As the pandemic rages on, it’s been clear over the course of the past year that churches have contributed to the rapid spread of the virus. By refusing to listen to scientists, hosting indoor and in-person gatherings where masks were often optional, and filing lawsuits against governors who were simply trying to protect the public from a deadly disease, Christian pastors bear a not-insignificant amount of blame for the 427,000 dead Americans.
And now Republicans in Arkansas want to make the problem worse.
Yesterday, the State House voted 75-10 (with 15 non-voting or present) in favor of HB 1211, a bill that would exempt places of worship from any kind of emergency declaration… unless the state first jumps through a series of hurdles.
The simple version of this new bill is that it would block the governor from shutting down churches in the event of a pandemic.
(b)(1) The Governor shall not prohibit or limit a religious organization from continuing to operate or engage in religious services during a disaster emergency under this subchapter.
(2)(A) This section does not prevent the Governor from requiring religious organizations to comply with neutral health, safety, or occupancy requirements issued under state or federal law that are applicable to all organizations and businesses.
(B) The Governor shall not enforce a health, safety, or occupancy requirement under subdivision (b)(2)(A) of this section that imposes a substantial burden on a religious organization unless the Governor demonstrates that applying the requirement to the religious organization is essential to further a compelling governmental interest and is the least restrictive means of furthering the compelling governmental interest.
The bill is more like catnip to religious conservatives than anything else — because it’s not like governors have specifically blocked churches from gatherings while allowing atheists to meet at a bar. But church leaders have routinely compared themselves — wrongly — to essential places like grocery stores… even though such places require face masks and don’t involve public singing much less lingering and chatting with strangers.
Still, this bill could create a new obstacle during an emergency when states might be trying to prevent a virus from spreading.
American Atheists is trying to sound the alarm:
“We are still months away from widespread vaccination yet lawmakers are giving churches special privileges to stay open and spread COVID-19. People will die as a result of this legislation,” warned Alison Gill, Vice President of Legal and Policy at American Atheists. “Church leaders and lawmakers are telling the world that people’s lives are less important than congregating without restrictions. It’s disgusting.”
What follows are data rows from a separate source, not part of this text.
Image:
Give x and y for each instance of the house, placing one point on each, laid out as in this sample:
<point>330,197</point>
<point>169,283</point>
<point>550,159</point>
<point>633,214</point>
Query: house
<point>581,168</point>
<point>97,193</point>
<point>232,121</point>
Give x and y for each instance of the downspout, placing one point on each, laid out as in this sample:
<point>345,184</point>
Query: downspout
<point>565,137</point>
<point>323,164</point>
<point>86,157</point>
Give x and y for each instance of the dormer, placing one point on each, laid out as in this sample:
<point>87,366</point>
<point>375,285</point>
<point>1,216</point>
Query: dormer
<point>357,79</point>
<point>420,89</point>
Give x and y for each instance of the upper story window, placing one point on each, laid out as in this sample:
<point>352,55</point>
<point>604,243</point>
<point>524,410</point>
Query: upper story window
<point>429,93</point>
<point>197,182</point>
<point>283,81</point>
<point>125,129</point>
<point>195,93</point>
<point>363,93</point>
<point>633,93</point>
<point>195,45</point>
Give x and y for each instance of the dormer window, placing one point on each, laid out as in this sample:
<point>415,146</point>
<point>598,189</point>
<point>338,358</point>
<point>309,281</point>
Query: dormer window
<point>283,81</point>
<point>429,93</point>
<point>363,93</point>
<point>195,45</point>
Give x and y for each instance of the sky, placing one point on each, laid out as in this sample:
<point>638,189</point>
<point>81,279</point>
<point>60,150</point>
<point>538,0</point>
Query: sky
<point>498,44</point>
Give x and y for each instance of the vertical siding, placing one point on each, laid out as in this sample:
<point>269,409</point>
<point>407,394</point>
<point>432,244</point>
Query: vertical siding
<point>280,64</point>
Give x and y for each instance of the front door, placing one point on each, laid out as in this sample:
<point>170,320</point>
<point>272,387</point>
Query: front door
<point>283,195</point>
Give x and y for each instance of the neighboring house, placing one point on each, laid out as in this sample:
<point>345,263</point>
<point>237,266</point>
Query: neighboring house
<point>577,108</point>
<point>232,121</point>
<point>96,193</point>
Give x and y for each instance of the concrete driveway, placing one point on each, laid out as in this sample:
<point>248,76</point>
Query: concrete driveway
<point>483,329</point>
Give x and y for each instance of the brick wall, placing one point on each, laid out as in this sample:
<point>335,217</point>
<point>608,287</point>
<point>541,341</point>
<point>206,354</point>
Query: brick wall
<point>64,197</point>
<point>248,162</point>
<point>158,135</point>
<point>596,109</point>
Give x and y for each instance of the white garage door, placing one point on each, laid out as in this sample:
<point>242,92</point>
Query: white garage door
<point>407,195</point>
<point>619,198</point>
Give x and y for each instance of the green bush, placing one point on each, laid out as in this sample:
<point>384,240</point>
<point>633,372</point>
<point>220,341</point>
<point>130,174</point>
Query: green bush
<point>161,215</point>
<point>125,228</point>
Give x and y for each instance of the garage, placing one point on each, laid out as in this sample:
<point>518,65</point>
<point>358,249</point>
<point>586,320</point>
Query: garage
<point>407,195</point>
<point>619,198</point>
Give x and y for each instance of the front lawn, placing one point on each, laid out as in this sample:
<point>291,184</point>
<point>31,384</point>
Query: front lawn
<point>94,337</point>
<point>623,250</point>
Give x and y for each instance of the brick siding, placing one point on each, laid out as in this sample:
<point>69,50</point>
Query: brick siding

Keep in mind that there’s no place of worship that needs to gather in person; they have options. We all do. We can gather online: over Zoom, over Facebook, over YouTube. Churches can still collect tithes online. But some pastors are so selfish and so ignorant about science, they would rather put everyone’s health in jeopardy in order to cosplay as a martyr for the faith. Plus they know they make more money in person than online.
Max Brantley of the Arkansas Times notes that the bill may be unconstitutional “for attempting to waive sovereign immunity for lawsuits against the governor,” but the symbolism may be more important that its success. It’s red meat for lawmakers who want to earn brownie points with a delusional right-wing base.
The bill now moves to the State Senate where Republicans will likely pass it too. Again, all this is happening as the pandemic continues wreaking havoc on the nation. But it won’t matter to Christians lawmakers who pretend they’re “pro-life” while advancing legislation that will inevitable create higher death counts.